We need your help. We’re looking for a self-motivated and detail-oriented data engineer to join our DataOps team. This opportunity will enable you contribute to the operation, support, and enhancement of our mission critical data operations platform and the development of data pipelines. Our data operations platform supports high volume, high velocity data ingestion and curation to support our existing, and rapidly expanding, health plan client base.
What you’ll do
As a data engineer, you will be responsible for the execution and management of inbound client and internal service-based data pipelines. This encompasses the development, operation, and management of our client data hubs, including data intake, data quality assessment/evaluation and data curation and enrichment/preparation processes. Our client data hubs consist of various health plan data sources to support Decision Point services including our AI/ML platform, analytics platform, and OPUS application. If this interests you, read on.
- Design and develop scalable data integration (ETL/ELT) processes (including ingestion, cleansing, curation, unification, etc.)

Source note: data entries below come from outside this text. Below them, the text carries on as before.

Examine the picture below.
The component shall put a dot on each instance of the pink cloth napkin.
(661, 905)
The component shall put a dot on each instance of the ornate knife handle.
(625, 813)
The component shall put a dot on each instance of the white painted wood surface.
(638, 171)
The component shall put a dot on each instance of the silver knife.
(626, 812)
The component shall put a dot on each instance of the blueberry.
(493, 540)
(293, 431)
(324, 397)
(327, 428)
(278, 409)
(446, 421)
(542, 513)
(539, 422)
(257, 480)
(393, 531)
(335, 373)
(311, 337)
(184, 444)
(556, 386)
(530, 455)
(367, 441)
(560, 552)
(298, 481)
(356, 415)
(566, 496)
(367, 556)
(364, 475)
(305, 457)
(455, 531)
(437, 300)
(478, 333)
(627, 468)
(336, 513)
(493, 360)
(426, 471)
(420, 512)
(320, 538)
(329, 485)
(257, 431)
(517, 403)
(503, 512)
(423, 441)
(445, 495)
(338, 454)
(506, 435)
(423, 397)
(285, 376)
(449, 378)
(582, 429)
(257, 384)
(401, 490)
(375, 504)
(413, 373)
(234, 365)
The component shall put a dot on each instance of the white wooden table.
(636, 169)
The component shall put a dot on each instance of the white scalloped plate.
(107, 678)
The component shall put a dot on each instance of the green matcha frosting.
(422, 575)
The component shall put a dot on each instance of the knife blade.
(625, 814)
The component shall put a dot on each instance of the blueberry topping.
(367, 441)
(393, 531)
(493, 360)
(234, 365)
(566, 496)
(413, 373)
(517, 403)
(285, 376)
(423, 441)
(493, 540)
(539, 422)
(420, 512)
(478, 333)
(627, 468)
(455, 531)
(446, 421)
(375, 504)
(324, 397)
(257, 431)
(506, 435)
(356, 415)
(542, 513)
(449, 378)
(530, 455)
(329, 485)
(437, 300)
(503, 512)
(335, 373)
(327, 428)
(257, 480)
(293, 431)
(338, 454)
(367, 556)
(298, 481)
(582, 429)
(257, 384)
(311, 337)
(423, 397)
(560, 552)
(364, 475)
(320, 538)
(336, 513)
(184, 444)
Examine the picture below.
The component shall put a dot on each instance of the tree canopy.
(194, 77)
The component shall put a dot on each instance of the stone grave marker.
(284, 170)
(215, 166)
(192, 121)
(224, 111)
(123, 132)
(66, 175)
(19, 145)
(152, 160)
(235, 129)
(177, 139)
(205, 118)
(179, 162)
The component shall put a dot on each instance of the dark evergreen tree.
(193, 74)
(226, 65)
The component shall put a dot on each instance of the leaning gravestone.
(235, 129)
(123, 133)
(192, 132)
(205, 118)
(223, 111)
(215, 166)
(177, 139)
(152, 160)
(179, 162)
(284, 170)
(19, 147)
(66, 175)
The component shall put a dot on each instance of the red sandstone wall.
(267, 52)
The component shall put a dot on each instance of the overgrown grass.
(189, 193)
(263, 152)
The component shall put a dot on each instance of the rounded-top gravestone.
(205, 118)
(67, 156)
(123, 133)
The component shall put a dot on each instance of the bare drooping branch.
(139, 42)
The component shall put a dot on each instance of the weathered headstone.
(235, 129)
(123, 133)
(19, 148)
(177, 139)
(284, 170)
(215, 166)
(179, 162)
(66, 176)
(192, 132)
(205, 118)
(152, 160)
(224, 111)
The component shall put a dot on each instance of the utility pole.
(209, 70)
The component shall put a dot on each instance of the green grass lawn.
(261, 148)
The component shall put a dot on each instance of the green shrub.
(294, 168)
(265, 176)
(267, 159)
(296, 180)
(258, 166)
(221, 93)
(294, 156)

- Automate the processing of inbound customer data feeds
- Design and develop tools to support data profiling and data quality methodologies
- Work with our data science team to assist with data prep, enrichment and feature engineering for AI/ML
- Engage with our software engineering team to ensure precise data points per application specification
- Provide periodic support to the customer success team
Skills & Experience
- BS / MS in Computer Science, Engineering or applicable experience
- 3+ years of experience with ETL/ELT and data pipeline principles
- 3+ years of SQL experience; Microsoft SQL Server or PostgreSQL preferred
- Knowledge of data manipulation methodologies
- Excellent verbal and written communication
- Strong data profiling skills; Ability to discover and highlight unique patterns/trends within data to identify and solve complex problems
- Keen understanding of EDW and other database design principles
- Comfortable working with very large data sets and VLDB environments
- Experience with CI/CD and version control tools: Git preferred
- Understanding of data science and machine learning concepts preferred
- Experience working within hybrid cloud environment; AWS experience is a plus
- Familiarity with data visualization tools such as Tableau or QuickSight is a plus
- Familiarity with healthcare data is a plus
- Some familiarity with statistical software tools and libraries such as R and scikit-learn is a plus
A little more about Decision Point
We are a rapidly growing healthcare company in the healthcare market. This year, we’ll nearly double in size. Our products & support services advise healthcare insurance and provider organizations on how to best target and engage their members so that members make better health decisions. The result? Our clients can identify their sickest members before they get sick and connect these members with the health and social support services they need to manage their condition.
Our innovative approach to member and provider engagement strategy and orchestration leverages cutting edge machine learning techniques to better inform clients on how to take action. Guided by our team of industry recognized healthcare and technology experts, with backgrounds from NASA, Microsoft, E&Y, health plans, and other great organizations, we are putting healthcare data to good use.